Communications between B cells and T cells have a fundamental role in autoantibody production, and an educational session at ACR Convergence 2020 will review how follicular T helper cells, germinal center B cells, and plasma cells impact autoimmune disease.
The initial presentation of B Cell and T Cell Convergence for Autoantibody Neogenesis will take place on Sunday, Nov. 8 from 11 a.m. – 12 p.m. EST and feature a live question-and-answer session in addition to three presentations. Registered annual meeting attendees also can access the session on demand until March 11, 2021.
Jeremy Boss, PhD, professor and chair, Department of Microbiology & Immunology, Emory University School of Medicine, will discuss research done by his group with the Ignacio Sanz lab that was published last winter in Nature Immunology (Scharer, C.D., Blalock, E.L., Mi, T. et al. Epigenetic programming underpins B cell dysfunction in human SLE). With a small cohort of nine African American female patients, some with systemic lupus erythematosus and others as a control group, researchers did an extensive epigenomics and transcriptomics study on multiple subsets of peripheral B cells.
Using DNA methylation, chromatin accessibility, and transcription to analyze each subset, researchers tried to determine the mechanisms that underpin the disease caused by these B cells. Dr. Boss said that the Sanz group showed that two subsets, activated naïve and DN2 B cells, produced autoantibodies in greater numbers in those with SLE versus the healthy control group.
“It was sort of a surprise, and a major finding,” Dr. Boss said. “We did not expect that the naïve cells would have an epigenetic signature that are hallmarks of pathogenic DN2 cells.”
This comprehensive analysis was the first of its kind for providing this kind of detail about these cell types, Dr. Boss noted, and will help improve what is today a poor understanding about the etiology of autoimmune diseases.

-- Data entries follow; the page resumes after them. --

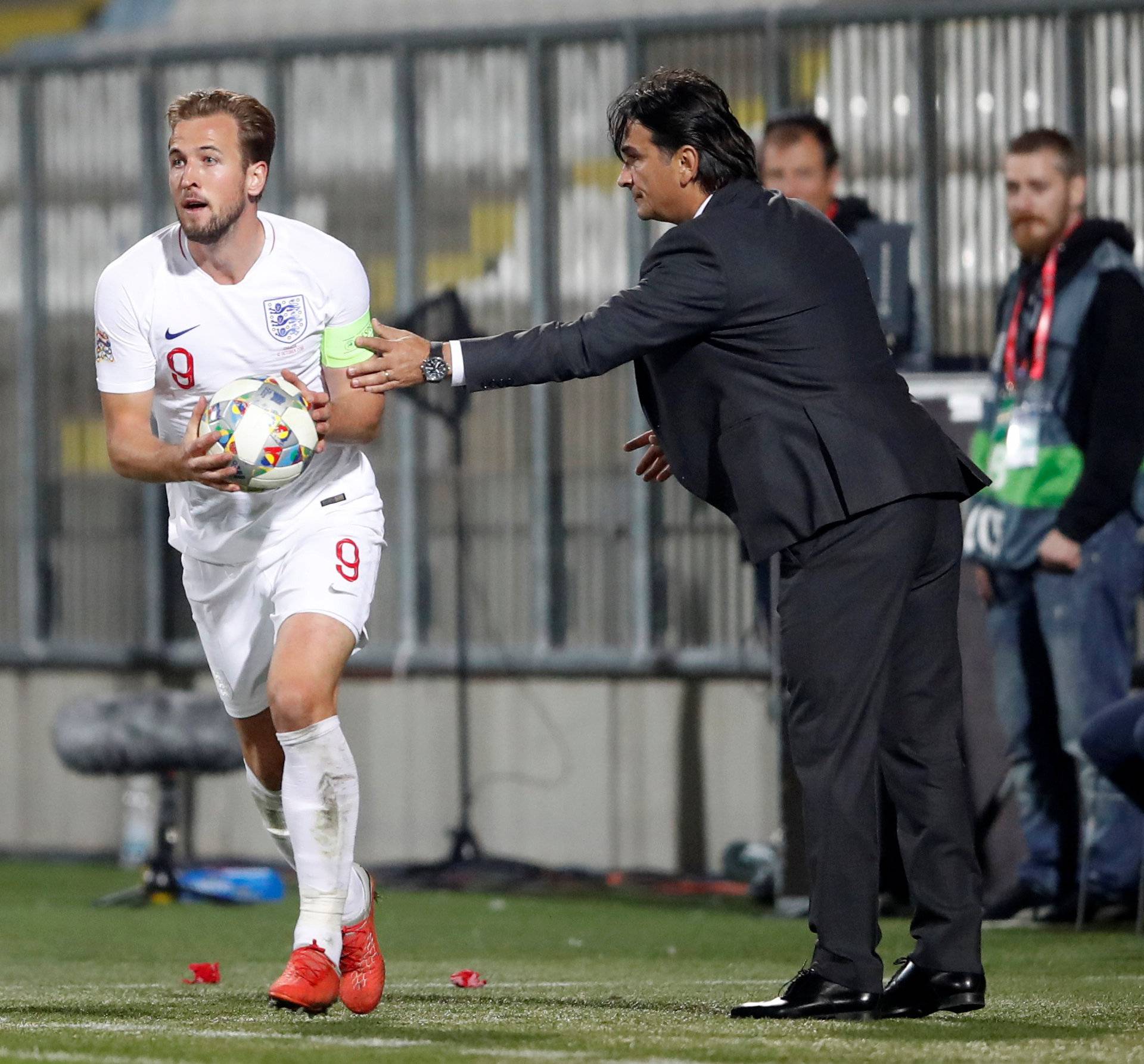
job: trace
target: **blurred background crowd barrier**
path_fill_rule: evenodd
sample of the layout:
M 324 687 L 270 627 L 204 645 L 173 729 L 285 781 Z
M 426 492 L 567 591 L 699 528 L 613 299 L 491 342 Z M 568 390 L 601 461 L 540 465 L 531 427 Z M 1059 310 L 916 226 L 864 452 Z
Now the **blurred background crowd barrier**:
M 496 24 L 482 24 L 478 7 Z M 913 226 L 919 327 L 903 368 L 917 374 L 917 394 L 967 426 L 979 409 L 996 295 L 1015 262 L 1000 177 L 1009 138 L 1039 125 L 1078 136 L 1089 159 L 1090 210 L 1125 219 L 1138 237 L 1144 230 L 1138 5 L 734 10 L 681 2 L 656 5 L 667 11 L 656 16 L 644 8 L 651 6 L 633 5 L 623 21 L 569 22 L 609 9 L 586 2 L 578 15 L 533 25 L 519 19 L 530 10 L 555 19 L 555 6 L 501 0 L 467 6 L 452 27 L 418 25 L 411 14 L 407 30 L 353 25 L 316 37 L 320 11 L 308 16 L 293 2 L 120 0 L 106 5 L 94 38 L 41 42 L 0 62 L 0 246 L 8 251 L 0 270 L 0 403 L 15 430 L 14 454 L 0 464 L 9 501 L 0 520 L 0 582 L 8 589 L 0 597 L 0 663 L 14 672 L 0 685 L 16 685 L 13 712 L 47 697 L 29 687 L 37 682 L 23 672 L 30 665 L 94 670 L 66 681 L 88 686 L 202 665 L 177 559 L 165 544 L 162 489 L 110 470 L 93 366 L 100 272 L 172 217 L 162 114 L 178 93 L 222 85 L 269 104 L 279 145 L 264 207 L 349 243 L 368 271 L 379 318 L 399 319 L 452 288 L 480 333 L 579 314 L 634 279 L 656 231 L 615 187 L 604 112 L 637 75 L 658 66 L 706 71 L 756 137 L 768 117 L 811 110 L 833 125 L 844 190 Z M 345 9 L 367 17 L 367 5 Z M 129 22 L 144 14 L 159 24 L 150 35 Z M 514 15 L 511 25 L 500 24 Z M 339 33 L 337 25 L 320 32 L 327 30 Z M 940 371 L 970 375 L 932 376 Z M 595 694 L 580 688 L 574 697 L 553 694 L 553 712 L 595 698 L 601 744 L 614 753 L 628 742 L 633 758 L 646 759 L 631 769 L 643 781 L 635 790 L 625 783 L 627 761 L 601 767 L 610 774 L 599 784 L 606 839 L 587 847 L 585 859 L 677 865 L 686 851 L 709 864 L 723 829 L 697 841 L 675 818 L 688 790 L 675 737 L 689 720 L 686 683 L 617 694 L 614 681 L 736 681 L 704 695 L 716 709 L 697 726 L 708 760 L 701 794 L 692 798 L 706 801 L 708 826 L 725 808 L 724 834 L 741 823 L 740 833 L 758 837 L 747 823 L 776 824 L 768 778 L 776 762 L 766 763 L 773 725 L 742 731 L 736 721 L 740 711 L 744 720 L 757 715 L 764 688 L 756 681 L 769 675 L 770 648 L 756 617 L 754 571 L 731 525 L 677 485 L 633 477 L 620 443 L 643 427 L 627 373 L 477 397 L 461 477 L 470 522 L 469 656 L 486 677 L 598 680 Z M 415 678 L 445 677 L 456 662 L 450 453 L 444 426 L 400 397 L 371 448 L 389 511 L 389 551 L 372 641 L 352 669 L 413 677 L 387 696 L 395 701 L 428 698 L 411 694 Z M 517 683 L 513 698 L 549 697 L 531 690 Z M 651 707 L 645 723 L 633 723 L 639 714 L 618 722 L 617 706 L 628 697 Z M 652 719 L 658 703 L 674 714 L 666 739 L 662 721 Z M 525 705 L 519 712 L 533 723 L 521 728 L 516 712 L 506 710 L 503 744 L 494 725 L 478 738 L 507 751 L 506 763 L 490 771 L 511 776 L 549 757 L 524 749 L 532 728 L 538 750 L 554 735 L 558 741 L 553 778 L 582 790 L 575 771 L 565 771 L 559 720 L 529 717 Z M 583 713 L 575 719 L 595 719 Z M 398 734 L 391 719 L 386 727 Z M 629 727 L 636 730 L 625 739 Z M 438 739 L 448 730 L 411 722 L 410 746 L 418 728 Z M 402 755 L 386 750 L 397 775 L 414 773 L 408 758 L 402 768 Z M 577 763 L 590 760 L 586 752 Z M 661 762 L 672 766 L 662 793 L 654 779 Z M 32 763 L 13 770 L 26 776 Z M 440 781 L 447 821 L 454 784 Z M 630 811 L 636 792 L 645 821 Z M 656 826 L 659 807 L 672 826 Z M 407 856 L 436 850 L 436 837 L 410 841 L 436 824 L 431 810 L 422 813 L 407 814 L 396 847 Z M 527 814 L 511 816 L 519 827 Z M 585 825 L 598 827 L 590 815 Z M 72 839 L 66 824 L 57 826 L 51 840 L 81 845 L 79 829 Z M 366 850 L 371 830 L 366 818 Z M 649 841 L 656 832 L 662 845 Z M 37 842 L 26 824 L 0 830 L 0 843 L 5 838 Z M 252 826 L 252 847 L 257 838 Z M 229 835 L 215 845 L 241 848 Z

“While we don’t have answers for all the questions we can come up with, we sort of have a platform now to begin to explore various genes and transcriptional mechanisms of control that could potentially open up new targets for therapy,” he said. “Certainly, if we can ever move the markers to diagnostic assays, we might be able to better predict disease outcome. SLE is all about flares. Patients go through cycles, and we analyzed our patients while they were flaring.”

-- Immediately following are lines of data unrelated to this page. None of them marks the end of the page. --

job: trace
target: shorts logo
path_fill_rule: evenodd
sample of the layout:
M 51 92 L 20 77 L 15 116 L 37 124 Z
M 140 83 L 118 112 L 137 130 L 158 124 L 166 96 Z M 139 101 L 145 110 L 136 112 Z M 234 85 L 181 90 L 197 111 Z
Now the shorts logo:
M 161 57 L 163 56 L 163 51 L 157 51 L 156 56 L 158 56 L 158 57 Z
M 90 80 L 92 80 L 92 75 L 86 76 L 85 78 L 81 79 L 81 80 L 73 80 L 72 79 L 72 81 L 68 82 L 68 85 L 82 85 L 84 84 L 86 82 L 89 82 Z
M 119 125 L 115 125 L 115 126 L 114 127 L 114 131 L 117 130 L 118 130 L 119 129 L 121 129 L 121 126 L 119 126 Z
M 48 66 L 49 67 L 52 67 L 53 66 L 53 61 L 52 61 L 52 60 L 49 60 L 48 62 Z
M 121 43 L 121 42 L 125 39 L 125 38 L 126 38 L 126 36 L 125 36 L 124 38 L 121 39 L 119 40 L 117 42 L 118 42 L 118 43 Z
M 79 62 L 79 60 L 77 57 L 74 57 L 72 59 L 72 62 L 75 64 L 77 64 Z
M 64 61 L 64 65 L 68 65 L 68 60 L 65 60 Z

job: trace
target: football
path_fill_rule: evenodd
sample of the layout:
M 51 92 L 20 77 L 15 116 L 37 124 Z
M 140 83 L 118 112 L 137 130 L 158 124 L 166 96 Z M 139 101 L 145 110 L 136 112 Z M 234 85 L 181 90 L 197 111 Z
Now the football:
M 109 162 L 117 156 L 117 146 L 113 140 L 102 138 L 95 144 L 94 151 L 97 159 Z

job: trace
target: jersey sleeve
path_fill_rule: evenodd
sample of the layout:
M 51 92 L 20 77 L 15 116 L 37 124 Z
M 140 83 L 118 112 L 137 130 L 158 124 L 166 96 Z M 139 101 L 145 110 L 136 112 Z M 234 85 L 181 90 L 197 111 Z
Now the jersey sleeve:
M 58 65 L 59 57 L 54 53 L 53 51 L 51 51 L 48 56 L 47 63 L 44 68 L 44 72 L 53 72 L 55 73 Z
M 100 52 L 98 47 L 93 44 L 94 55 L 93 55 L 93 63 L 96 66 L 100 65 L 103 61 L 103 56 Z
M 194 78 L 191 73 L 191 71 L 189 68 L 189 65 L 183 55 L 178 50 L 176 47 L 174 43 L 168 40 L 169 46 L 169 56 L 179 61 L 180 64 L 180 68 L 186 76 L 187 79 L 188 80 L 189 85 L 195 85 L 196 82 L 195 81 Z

Pamela Schwartzberg, MD, PhD, National Institutes of Health, will open the session with a discussion of the role of follicular T helper cells. Dr. Schwartzberg’s lab focuses on signaling pathways in T lymphocytes and on pathways affected by primary immunodeficiencies and how they affect T cell development and functional responses. Paolo Casali, MD, Ashbel Smith Professor and distinguished research professor of medicine, microbiology, immunology & molecular genetics, University of Texas Long School of Medicine, will present on epigenic regulation of AID and the autoantibody response by the histone deacetylase sirt1.